Catherine and Heathcliff come to my mind, and I want to vomit at the easy comparison. Jennie and I may be a huge fucking disaster like the two characters, but I won't allow us to suffer the same fate.

But none of what Marco is saying makes sense to me. Why would he put up with so much shit from me if he had the slightest inkling that I wasn't his problem to begin with?

"So it's true, then? He's your father, isn't he?" he asks as if losing some vital force that had been animating him. The strong, scary man from my childhood has disappeared and been replaced by a heartbroken man on the verge of tears.

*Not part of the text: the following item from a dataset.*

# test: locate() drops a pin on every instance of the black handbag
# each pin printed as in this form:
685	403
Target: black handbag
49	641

I want to tell him that he's a damn idiot for putting up with this shit from me, that my mum and I can't forget the hell he made my life as a child. It's his fault that I side with the demons and fight against the angels—it's his fault that I have a special place in hell and am not welcomed in heaven. It's his fault that Jennie won't be with me. It's his fault that I hurt her too many times to count, and it's his fault that I'm just now trying to fix twenty-one years of mistakes.

When instead of all that I don't say anything, Marco lets out a breath. "I knew from the first time I saw you that you were his."

His words nearly knock the wind from my chest along with the angry thoughts in my mind.

"I knew it." He's trying not to cry, but failing. I cringe and look away from the tears on his cheeks. "I knew. How could I not have? You looked just like him, and as each year passed, your mum would cry a little harder, she would sneak off with him a little more. I knew. I didn't want to admit it because you were all that I had. I didn't have your mum; I never really did. Since I met her, she was his. You were all I had, and as I allowed my anger to take over, I ruined that, too." He stops to catch his breath, and I sit in confused silence. "You would have been better off with him, I know you would have been, but I loved you—I still love you as if you are my own flesh—and I can only hope that you will let me stay in your life."

He's still crying; too many tears roll down his face, and I find myself feeling for him. Some of the weight on my chest has lifted, and I can feel years of anger dissolving inside me. I don't know what this feeling is; it's strong and it's freeing. By the time he looks up at me, I don't even feel like myself. I'm not myself—that's the only explanation for why my arms are touching his shoulders and wrapping around his back to comfort him.

As I do so, I feel him shake, and then he really begins sobbing with his whole body.